|International Journal of Computer Applications
|Foundation of Computer Science (FCS), NY, USA
|Volume 128 - Number 15
|Year of Publication: 2015
|Authors: Sushilkumar N. Holambe, Ulhas B. Shinde, Bhagyashree S. Choudhari
Sushilkumar N. Holambe, Ulhas B. Shinde, Bhagyashree S. Choudhari . Image Binarization for Degraded Document Images. International Journal of Computer Applications. 128, 15 ( October 2015), 38-43. DOI=10.5120/ijca2015906451
Image binarization is the separation of each pixel values into two collections, black as a foreground and white as a background.
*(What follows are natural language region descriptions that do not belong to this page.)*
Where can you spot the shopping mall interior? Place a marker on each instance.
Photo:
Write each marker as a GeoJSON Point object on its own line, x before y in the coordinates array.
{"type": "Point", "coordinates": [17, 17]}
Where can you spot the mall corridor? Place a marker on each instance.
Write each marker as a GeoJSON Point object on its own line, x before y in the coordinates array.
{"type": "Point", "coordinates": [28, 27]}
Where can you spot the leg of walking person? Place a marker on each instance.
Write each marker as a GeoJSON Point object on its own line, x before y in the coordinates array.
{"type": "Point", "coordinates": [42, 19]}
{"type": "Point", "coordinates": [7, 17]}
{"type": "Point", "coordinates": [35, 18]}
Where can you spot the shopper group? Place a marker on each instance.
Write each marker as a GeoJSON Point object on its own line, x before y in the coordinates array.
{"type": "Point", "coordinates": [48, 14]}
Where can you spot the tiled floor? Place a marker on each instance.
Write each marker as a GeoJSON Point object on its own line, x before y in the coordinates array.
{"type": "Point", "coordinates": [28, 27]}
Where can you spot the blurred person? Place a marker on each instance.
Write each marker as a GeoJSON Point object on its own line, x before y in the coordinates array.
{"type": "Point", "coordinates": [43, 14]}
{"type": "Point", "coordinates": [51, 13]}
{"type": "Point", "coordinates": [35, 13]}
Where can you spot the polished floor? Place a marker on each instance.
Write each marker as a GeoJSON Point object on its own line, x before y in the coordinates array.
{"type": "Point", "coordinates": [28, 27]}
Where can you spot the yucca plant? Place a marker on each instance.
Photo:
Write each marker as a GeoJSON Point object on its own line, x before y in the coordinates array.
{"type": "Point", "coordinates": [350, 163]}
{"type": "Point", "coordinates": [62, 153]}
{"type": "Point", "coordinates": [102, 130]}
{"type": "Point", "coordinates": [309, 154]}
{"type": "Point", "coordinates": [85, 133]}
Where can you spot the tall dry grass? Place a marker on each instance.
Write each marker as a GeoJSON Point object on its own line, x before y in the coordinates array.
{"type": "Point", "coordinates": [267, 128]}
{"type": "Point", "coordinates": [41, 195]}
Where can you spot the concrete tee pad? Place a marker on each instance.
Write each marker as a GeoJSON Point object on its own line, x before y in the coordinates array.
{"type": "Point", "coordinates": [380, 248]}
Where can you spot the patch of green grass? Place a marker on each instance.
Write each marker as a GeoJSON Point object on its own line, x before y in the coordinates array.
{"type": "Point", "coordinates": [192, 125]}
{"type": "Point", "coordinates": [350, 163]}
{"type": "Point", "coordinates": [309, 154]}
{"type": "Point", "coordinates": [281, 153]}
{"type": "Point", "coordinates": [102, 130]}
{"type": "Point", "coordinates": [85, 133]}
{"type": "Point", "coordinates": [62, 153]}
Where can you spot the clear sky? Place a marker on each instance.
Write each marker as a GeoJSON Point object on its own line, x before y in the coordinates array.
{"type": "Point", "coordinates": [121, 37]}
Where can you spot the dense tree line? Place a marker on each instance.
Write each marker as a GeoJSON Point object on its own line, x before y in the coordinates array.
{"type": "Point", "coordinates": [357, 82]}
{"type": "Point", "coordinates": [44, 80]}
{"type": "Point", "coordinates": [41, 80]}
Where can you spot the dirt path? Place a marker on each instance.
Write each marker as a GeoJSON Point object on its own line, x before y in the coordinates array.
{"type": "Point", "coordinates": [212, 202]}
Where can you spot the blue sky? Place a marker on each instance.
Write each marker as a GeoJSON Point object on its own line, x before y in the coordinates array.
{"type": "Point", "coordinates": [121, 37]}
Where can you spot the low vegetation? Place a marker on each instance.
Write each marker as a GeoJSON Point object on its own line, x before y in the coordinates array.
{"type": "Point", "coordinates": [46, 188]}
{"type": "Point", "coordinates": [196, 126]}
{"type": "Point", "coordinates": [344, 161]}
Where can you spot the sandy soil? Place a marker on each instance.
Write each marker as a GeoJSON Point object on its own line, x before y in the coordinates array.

Thresholding technique is used for document image binarization. Image binarization plays vital role in segmentation of text from the document images that are badly degraded due to the high inter\intra variations between the foreground text of document images and document background. This paper, proposes technique to address the issues of degraded images using adaptive image contrast. The adaptive image contrast technique is a combination of the local image contrast and the local image gradient. And they are tolerant to variation of text and background. Such variations are caused by number of document degradations. The proposed technique, constructs adaptive contrast map for degraded image .the contrast map is combined with Canny’s edge map, for the identification of text stroke edge pixels. Thresholding technique can be applied as global technique and local technique. Global thresholding is suitable for a document where there is uniform contrast delivery of background and foreground. However global thresholding fails to the applications where difference in contrast, Extensive background noise and difference in brightness exists. in such circumstances categorization of many pixels as a foreground or as a background is not so easy. Local thresholding plays significant role in such cases. Local thresholding technique uses local threshold t; w.r.t .local window to segment the document image .this local threshold t is estimated based on the intensities of detected text stroke edge pixels. The proposed method is simple, robust, and involves minimum parameter tuning. It has been tested on three public datasets that are used in the recent document image binarization contest (DIBCO) 2009 & 2011 and handwritten-DIBCO 2010.